Designed by Laura Gonzalez de Durana, Arelis Feliciano, and Susana Siegel
Designed by Page Three Hundred
Designed by: Albert Virgili Hill & Derrick Neleman
Developing your own Identity
Developing an Identity can be a grueling process. A logo, for instance, can take several tries to get right and just when you think you have something you decide to go a different route.
My Own Experience
Back when I was in college, I was assigned a project for my identity class to create an identity for a nonprofit organization. The organization I was assigned was called Farmshare. Even though it was just an assignment my professor when out of her way to find a real organization for my classmates and myself to use. Farmshare is an organization that delivers fresh local produce to the impoverished community. This product is the kind of product that doesn’t make it to a typical grocery shelf. This doesn’t mean it is blemished in any way but just the kind that didn’t pass a typical grocer’s inspection.
After studying the company and identifying their problems, goals, and successes I had enough to start sketching ideas. This process took some time and a lot of sketches. I spent over two weeks in class every other day trying to find a typeface, logo concept, and overall brand-able image to convey. It got to the point where I was nearly about to give up until my professor chimed in and helped me brainstorm. We worked together for about a three-hour block when I finally got an idea to push forward with.

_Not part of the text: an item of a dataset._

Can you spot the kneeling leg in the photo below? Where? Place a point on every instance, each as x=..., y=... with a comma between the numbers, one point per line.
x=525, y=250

My idea was to symbolize both the “human” element and the “produce” element within the Farmshare organization. Combining these two helped me create a mark that identified a human and a corn cob. Getting this far helped layout the branding for the rest of the pieces.
The initial mark/concept of the logo which symbolizes a human and produce (corn in this instance)
The typeface makes use of Adobe Garamond Pro Bold which is a serif font-family. I chose this for both legibility and the feeling it portrays. You could say it feels “farm-like”, especially within this application.
I chose bright orange for the main color palette. I went with a single bold and bright color to not only stand out but to help save on costs. Any type of printable media will always cost more if you use more than one color. Being a nonprofit organization, Farmshare isn’t out to make money but rather support those who can’t seem to. I tried to keep this in mind when it came down to costs for printing by using a single color.
This project opened my eyes to what it takes to develop a timeless brand. Some brands undergo re-brand after re-brand only to find that they should have just kept their old identity. People connect with brands and identities on a psychological level. It helps them decide which goods or services best suit their needs. Branding is about feeling as well as selling. Branding and Identity can take an otherwise unknown company and transform it into something that looks and feels like it has been around for ages.
Most designers know there’s much more to a logo or typeface than meets the eye. We know so much work went into developing that stationary package or t-shirt design. It’s our job to educate people who seek our services as to why brand and identity are crucial pieces in a company’s success. Without a public presence, a company has nothing to tell their story. People need something to identify you with. They need to understand what you have to offer, what you stand for, and how you can help them. If they understand your message then there’s nothing that can stop you.
Have you had to rebrand or create a new brand? What was your experience like?"